La très particulière discrimination positive des travestis pakistanais
Le jour où Boby s’est présenté à la Cour suprême du Pakistan, il a fait sensation. Drapé dans sa plus belle tunique, paré de bijoux, l’élégant travesti aux longs cheveux brun a réclamé aux juges des droits pour les «hijras». Au Pakistan, ce terme désigne les travestis (qui peuvent être homosexuels, transsexuels ou hermaphrodites), une caste très particulière. Les hijras seraient près d’un demi-million dans le pays. Ils vivent misérablement pour la plupart, sont danseurs, prostitués et mendiants. Ils sont aussi craints car ils peuvent jeter le mauvais œil. Harcelés par la police, reniés par leur famille, les hijras vivent en marge de la société. Boby, danseur d’une quarantaine d’années, a décidé de faire bouger les choses. «Dans leur famille, les jeunes hijras sont parfois torturés pour les corriger, raconte Boby. Mais les hijras ne sont pas des frigos ou des télévisions qui peuvent se réparer. Ils sont nés ainsi et doivent avoir des droits comme les hommes et les femmes.»
Défendu par un avocat, il a obtenu de la Cour suprême des décisions historiques. Fin décembre, le président de la Cour a ordonné au gouvernement de protéger les hijras, de garantir leurs droits à l’héritage, de leur donner des opportunités d’emploi et de leur permettre de s’inscrire comme «troisième genre» sur leur carte d’identité. Les mesures attendent toujours d’être appliquées… Le bureau des cartes d’identité assure pourtant qu’il se prépare pour la délivrance des nouveaux documents : «Nous avons prévu de rajouter une colonne 'hijra' sur les cartes en plus des hommes et des femmes. Nous avons aussi pris l’initiative de les classer parmi les personnes handicapées, avec ce logo sur leur carte», explique un officiel…

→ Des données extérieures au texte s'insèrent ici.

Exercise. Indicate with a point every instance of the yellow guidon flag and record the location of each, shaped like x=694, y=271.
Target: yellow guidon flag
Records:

Quant au recrutement des hijras, c’est Karachi qui a tenté la première expérience. L’administration d’un quartier de la mégalopole a embauché 5 hijras pour le recouvrement des factures impayées (impôts locaux, eau, etc.). Ces employés très spéciaux se rendent chez les débiteurs, ils dansent devant leur maison et se moquent d’eux. Pour éviter cette honte publique, les particuliers s’empressent généralement de régler leurs factures. Un officiel du quartier se félicite : «Nous avons d’excellents résultats, dès le premier jour, les hijras ont recouvert plus de 500 euros d’impayés !» Loin d’être choqué, Boby n’est pas très optimiste. «Même si cela fonctionne bien, cela m’étonnerait que cette mesure soit généralisée dans tout le pays car les mauvais payeurs ont des protections en haut lieu.» Lui, rêve de quartiers réservés aux hijras dans les grandes villes avec des écoles et des hôpitaux pour sa communauté.